Some guys need to look up the definition of a ‘compliment’

What you said wasn’t one of them


We all like getting compliments. Admit it, you can’t deny it. Compliments make us feel good about ourselves and justify what we do or don’t do.

Except when they don’t.

Some guys tend to compliment with a few certain formations of words. One of which would be to give a compliment, but then follow it up with “for a (insert demeaning and insulting word of choice).” I don’t know how you normally compliment someone – it usually doesn’t include adding an insult at the end of sentence. But maybe that’s just me.

What these self-named smooth guys are actually doing are giving backhanded compliments. Please save it. We see right through them, and we aren’t flattered. Next.

It is so common it seems to be engrained in some guys’ casual language. I was once seeing a guy that was very into fitness and eating right and don’t get me wrong, he influenced me to drink more water and eat healthier, which I felt pretty good about. What I didn’t feel so good about was the fact that he seemed to be looking for ways to improve me, essentially giving me backwards compliments. I was excited and felt good when he said we should work out together because that would be fun, but then really put down when he said a part of my body should be more muscular, especially because they weren’t as defined as his – that of around a six foot five 23-year-old marine. When I would jokingly complain of having nothing to wear to our date because I’m so indecisive, he said he needed to take me shopping because apparently my clothes were all horrible. It made me feel like I wasn’t attractive in the clothes I liked, since he made it seem that he would be picking my clothes out for me.

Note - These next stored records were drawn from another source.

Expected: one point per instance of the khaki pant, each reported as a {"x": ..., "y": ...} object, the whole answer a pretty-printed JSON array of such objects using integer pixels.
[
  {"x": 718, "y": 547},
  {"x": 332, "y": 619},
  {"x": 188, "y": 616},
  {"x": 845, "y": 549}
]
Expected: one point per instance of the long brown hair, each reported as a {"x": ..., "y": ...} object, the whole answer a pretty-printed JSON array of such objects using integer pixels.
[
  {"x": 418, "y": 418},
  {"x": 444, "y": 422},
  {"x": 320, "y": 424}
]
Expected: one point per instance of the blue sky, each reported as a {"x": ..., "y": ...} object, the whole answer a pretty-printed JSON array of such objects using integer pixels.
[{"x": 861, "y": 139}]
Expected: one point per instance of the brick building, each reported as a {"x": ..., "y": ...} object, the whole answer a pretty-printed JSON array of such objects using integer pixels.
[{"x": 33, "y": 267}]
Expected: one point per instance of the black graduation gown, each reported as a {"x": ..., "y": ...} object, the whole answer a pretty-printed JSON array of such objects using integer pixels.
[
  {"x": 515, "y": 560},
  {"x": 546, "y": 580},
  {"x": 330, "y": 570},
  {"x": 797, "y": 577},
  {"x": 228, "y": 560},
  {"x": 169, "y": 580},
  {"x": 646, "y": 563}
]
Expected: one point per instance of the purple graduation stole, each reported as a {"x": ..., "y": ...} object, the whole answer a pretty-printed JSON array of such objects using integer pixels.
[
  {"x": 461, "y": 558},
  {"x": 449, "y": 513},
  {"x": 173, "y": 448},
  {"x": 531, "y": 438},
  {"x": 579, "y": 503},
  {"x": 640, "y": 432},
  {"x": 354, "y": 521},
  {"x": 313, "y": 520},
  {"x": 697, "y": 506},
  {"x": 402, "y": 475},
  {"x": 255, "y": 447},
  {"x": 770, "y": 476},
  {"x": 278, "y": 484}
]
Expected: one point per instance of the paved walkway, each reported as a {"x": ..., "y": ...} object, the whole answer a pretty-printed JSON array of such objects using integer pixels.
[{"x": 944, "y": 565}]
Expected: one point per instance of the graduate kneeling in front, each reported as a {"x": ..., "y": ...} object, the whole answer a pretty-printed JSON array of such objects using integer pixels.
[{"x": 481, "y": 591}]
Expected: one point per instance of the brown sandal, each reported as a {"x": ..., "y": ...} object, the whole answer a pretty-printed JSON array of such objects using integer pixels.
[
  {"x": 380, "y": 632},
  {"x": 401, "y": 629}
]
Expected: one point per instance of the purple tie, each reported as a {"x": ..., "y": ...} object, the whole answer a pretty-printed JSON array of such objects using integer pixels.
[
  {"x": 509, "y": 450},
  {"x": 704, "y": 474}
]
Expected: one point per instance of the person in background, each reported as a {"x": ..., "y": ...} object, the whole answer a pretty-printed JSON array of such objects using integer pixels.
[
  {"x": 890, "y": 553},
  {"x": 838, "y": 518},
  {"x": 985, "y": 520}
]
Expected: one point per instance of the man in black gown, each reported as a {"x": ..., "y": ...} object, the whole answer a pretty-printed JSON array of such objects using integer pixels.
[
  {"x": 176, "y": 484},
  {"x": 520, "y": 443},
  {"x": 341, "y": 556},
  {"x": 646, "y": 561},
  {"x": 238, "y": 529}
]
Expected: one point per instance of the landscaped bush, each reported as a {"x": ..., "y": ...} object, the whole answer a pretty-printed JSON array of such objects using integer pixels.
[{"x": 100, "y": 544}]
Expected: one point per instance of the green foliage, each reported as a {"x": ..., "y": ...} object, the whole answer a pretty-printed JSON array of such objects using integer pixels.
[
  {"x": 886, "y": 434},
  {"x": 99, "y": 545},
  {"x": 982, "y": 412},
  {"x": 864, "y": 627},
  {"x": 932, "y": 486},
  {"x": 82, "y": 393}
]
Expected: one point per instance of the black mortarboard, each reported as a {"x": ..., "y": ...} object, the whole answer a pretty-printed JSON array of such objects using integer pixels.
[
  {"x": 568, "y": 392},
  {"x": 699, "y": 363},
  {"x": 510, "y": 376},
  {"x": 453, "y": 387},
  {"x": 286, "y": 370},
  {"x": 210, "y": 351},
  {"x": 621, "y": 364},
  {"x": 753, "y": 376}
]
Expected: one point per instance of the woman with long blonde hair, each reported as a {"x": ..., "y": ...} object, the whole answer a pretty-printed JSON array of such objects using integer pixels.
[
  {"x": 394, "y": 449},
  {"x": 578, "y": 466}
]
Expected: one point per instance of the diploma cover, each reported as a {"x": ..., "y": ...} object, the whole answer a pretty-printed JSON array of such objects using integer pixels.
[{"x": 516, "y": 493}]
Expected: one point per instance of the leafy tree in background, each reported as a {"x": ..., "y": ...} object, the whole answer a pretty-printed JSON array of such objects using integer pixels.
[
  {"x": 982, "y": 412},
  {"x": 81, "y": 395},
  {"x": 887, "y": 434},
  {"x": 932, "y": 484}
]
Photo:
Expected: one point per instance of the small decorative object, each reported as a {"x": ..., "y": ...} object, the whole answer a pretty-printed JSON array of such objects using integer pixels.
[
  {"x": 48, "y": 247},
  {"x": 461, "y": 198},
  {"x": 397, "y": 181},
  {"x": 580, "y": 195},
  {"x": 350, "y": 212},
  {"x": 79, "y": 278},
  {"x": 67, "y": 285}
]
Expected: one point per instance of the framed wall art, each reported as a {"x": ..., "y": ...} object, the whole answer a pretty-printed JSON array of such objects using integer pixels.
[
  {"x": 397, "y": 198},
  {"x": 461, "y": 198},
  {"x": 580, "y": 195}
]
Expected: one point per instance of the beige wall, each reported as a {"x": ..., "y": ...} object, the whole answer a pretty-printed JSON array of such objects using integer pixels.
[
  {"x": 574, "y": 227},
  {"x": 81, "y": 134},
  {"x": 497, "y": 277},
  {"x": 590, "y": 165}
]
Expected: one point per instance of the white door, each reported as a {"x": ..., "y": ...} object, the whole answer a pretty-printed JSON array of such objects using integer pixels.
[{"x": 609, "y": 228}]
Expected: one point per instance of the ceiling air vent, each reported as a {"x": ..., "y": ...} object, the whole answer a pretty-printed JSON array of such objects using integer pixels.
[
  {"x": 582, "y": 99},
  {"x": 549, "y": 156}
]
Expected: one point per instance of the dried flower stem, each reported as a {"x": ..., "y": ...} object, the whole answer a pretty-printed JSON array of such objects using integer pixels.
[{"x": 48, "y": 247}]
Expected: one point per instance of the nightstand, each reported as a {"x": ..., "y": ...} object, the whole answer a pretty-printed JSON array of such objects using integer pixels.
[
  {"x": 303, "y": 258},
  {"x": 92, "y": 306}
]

The attention he gave me made me feel wanted and valued – the only thing is that attention came with a price. During the time I was seeing him I lost weight due to stress and worrying. He was stressing me out, making me feel bad about myself. I hadn’t felt that way in a long time – I like to think of myself as a very confident person, not caring what anyone else thinks. I realized he needed to go when I was telling my roommate about him. She didn’t tell me what she thought I should do, just what she thought about him, and that really means a lot. Another thing was that one of my other friends pointed out to me that I was being down on myself abnormally more than the usually casual complaining. Even though I still kind of liked this guy, I knew I needed to stop seeing him if I was going to feel better about myself.

It became clear to me that backhanded compliments prey on insecurities.

The guy picked up on what I was insecure about, unsure about, and exploited them to control the conversation, the situation, and, to an extent, me. Although we didn’t have contact for that long, what he said had such an impact on my life and how I was living it that my friends commented on my out of character behaviors. This shows how a long term exposure to a guy that feels the need to say these things, whether he feels that they’re harmful or not, can cause evident damage to one’s self esteem even in a short period of time.

“You’re butt is nice…for a small girl. (again reminding me of my biggest insecurity which is lacking curves),” said Gigi Sonia Gupte. A nice butt is a nice butt. There’s no need to mention anything else.

“As a ‘plus-sized’ woman I often get told by guys that they ‘like bigger women,’ ‘like thick girls’ or ‘like someone with meat on them’ which makes me want to murder them violently. Someone also told me I’m too pretty to be a nerd. Basically that I’m too pretty to be smart,” said Katrina Margolis.

Women who aren’t skinny aren’t a different species, believe it or not. They’re women too, and though we like to say “we’re not like other girls,” we really are in the aspect that you should treat us all the same.

Through talking to friends, it also became clear that backhanded compliments prey on stigmas and stereotypes, too.

Bianca Fernandez said she got the comment: “I’ve never thought I would like dating a latin girl so much.” She says this plays on the “stigma that we are all crazy, loud, rude, and just horny sex machines,” which is actually offensive.

“It makes me feel like an object and like I’m not valued enough. A lot of women of color get called “exotic” and it’s dehumanizing in a way,” said Gigi Sonia Gupte about this Tinder message:

Then there is this gem.

Apparently comments about what guys think we should be are supposed to be compliments. 

“A guy just asked me where I worked and I said I’m a therapist for special ed kids and a personal trainer and he said, ‘Why didn’t you become a model?'” said Gigi Sonia Gupte.

Really guys? Come on.

The “for a _____” backhanded compliment formation

“You’re really hot… For a redhead,” said Lizzy Gulino.

“You’re really pretty for a black girl,” said Sara Joy-Hogg.

“As a highschooler I ran track captain and faster and longer than most guys I knew. Yet most guys would tell me ‘you’re fast for a GIRL,'” said Mariah Castaneda.

“You’re hot for a big girl,” said Cathy Cooper.

Basically backhanded compliments are insults disguised to sound like compliments. Spoiler alert: the compliment doesn’t disguise the insult at all.